Uruguay – a “New Life” restarts here

 

I am in front of a blank page, trying to express with words the experiences that I lived in Uruguay.

I am Elisa, I am 20 years old and in the beginning of May 2019 I went to Montevideo, Uruguay with
the milONGa  project.

A small backpack on my back, a suitcase with the bare minimum and a notebook in which I would write my thoughts, my emotions…

Before leaving I did not know what to expect, but I also did not want to make big expectations, to
avoid disillusionment and not be able to meet those expectations, after living this experience likethe one I had to live. I then left with the only wish of loving and giving myself to everything.

After leaving the airport in Montevideo, I was  received with great joy by the family that was going to
host me. With their affection I didn’t even have the time of feeling uncomfortable or missing my home. The family was a fundamental part of this experience: they took me in, put up with me, helped me, and made me feel loved for who I am. For me, the oldest daughter’s presence, Agustina, was very important because I shared a lot with her and built a beautiful relationship.

During my stay, I carried out my volunteer service supporting the teachers and educators in diverse activities that were carried out at the Centro Nueva Vida, a center that takes in children from the ages of 2 through 18 with family situations and social difficulties, and provides for them a place where they can learn, have fun, be together, and grow.

The first obstacle that I encountered was the language; not knowing Spanish well enough for the first weeks was very difficult making myself be understood, and communicating with people, but at the same time it was beautiful and fun because through phrases and gestures, everyone tried to help me and taught me the language.

The alarm goes off at 7:30 am on the second day; I eagerly eat breakfast, take a hot shower, I put on my backpack…we head off to Centro Nueva Vida.
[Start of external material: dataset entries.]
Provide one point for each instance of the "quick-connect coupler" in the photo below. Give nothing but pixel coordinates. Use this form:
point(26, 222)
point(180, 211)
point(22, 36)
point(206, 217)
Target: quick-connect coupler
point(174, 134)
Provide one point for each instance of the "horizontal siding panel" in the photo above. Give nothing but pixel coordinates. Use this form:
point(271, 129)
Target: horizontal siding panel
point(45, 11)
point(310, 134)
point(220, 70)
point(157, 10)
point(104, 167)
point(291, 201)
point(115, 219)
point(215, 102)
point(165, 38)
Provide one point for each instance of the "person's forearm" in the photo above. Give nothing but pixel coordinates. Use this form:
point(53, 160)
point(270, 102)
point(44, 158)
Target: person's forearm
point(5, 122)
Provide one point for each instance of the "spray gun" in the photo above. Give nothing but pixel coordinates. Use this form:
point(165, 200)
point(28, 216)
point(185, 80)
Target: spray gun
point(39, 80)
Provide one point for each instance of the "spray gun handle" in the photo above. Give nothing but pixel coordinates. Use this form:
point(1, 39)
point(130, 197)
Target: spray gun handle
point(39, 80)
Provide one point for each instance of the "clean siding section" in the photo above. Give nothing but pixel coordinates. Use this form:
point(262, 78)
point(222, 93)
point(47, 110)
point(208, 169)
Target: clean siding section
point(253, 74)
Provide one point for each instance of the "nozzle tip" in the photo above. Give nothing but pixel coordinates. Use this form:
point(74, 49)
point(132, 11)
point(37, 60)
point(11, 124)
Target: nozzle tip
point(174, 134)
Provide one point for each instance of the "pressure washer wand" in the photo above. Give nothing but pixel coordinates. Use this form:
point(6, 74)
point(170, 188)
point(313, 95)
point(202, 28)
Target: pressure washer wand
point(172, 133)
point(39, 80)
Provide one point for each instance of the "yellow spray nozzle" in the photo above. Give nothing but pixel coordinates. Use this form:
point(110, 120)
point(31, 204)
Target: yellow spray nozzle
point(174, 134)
That Monday I would start my service…I still remember my emotion and thoughts that were running through my head: Will I meet all expectations? Will I be able to do everything they ask of me? Will they accept me? But at the same time I couldn’t wait to start.

I can’t deny that in the beginning I was a bit confused, but later on I found my place and was able to see where they really needed my help.

I had the opportunity of sharing with the youngest children between the ages of 2 and 3, as well ass the oldest, between the ages of 6 through 12. They were all different, but had the same need of feeling loved.

I am always astonished how with children it doesn’t matter the language in which you speak if we force ourselves to speak with our heart, with actions and with our gaze. Everything else comes by
itself, and when they trust you, you know they decided to trust in you.

Many of them were with dirty clothes, they had a strong smell, a lot of the girls had lice…but this
did not take away my desire of being with them, playing with then and loving them.

I learned the meaning of understanding, tolerance, patience and solidarity. I took away my prejudices and fears, and I learned how to live with serenity.

They taught me the meaning, which I had lost, of the small things, the importance of being happy and the simplicity and value of relationships.

I still remember all of their questions, curious in knowing me better and learning more about me:
Where do you come? How is your city? How many siblings do you have? Do you like this place?
Why did you come to Uruguay?

It was nice to see how they looked for me, and how they greeted me when I would arrive or leave: a small gesture that for me meant a lot.

I learned a lot about the Uruguayan culture and I was able to submerge myself to the point where
everyone called me “Uruguaya.”

I also discovered that the greater part of the Uruguayan population is of Italian origin: during the crisis and migrations, a lot of Italians settled in Latin America and above all in Uruguay. It was an opportunity to reflect a lot and think that my country has lived through years of hardship of migrations and that for a long time Italians were the foreigners.

Having made this type of experiences and studying the history s how one learns to be more open minded and tolerant with others, including with the person who is different and comes from afar.

It is true that as a volunteer you do not receive a material payment, but the emotions, the children’s
stares, their embraces, smiles, games and jokes, the affection of the people who are near…I am sure that it is the best recompense that one can receive and want.
And I will cherish these gifts in my heart forever.

And to conclude I can only say:

Thank you for everything Uruguay, we will meet again!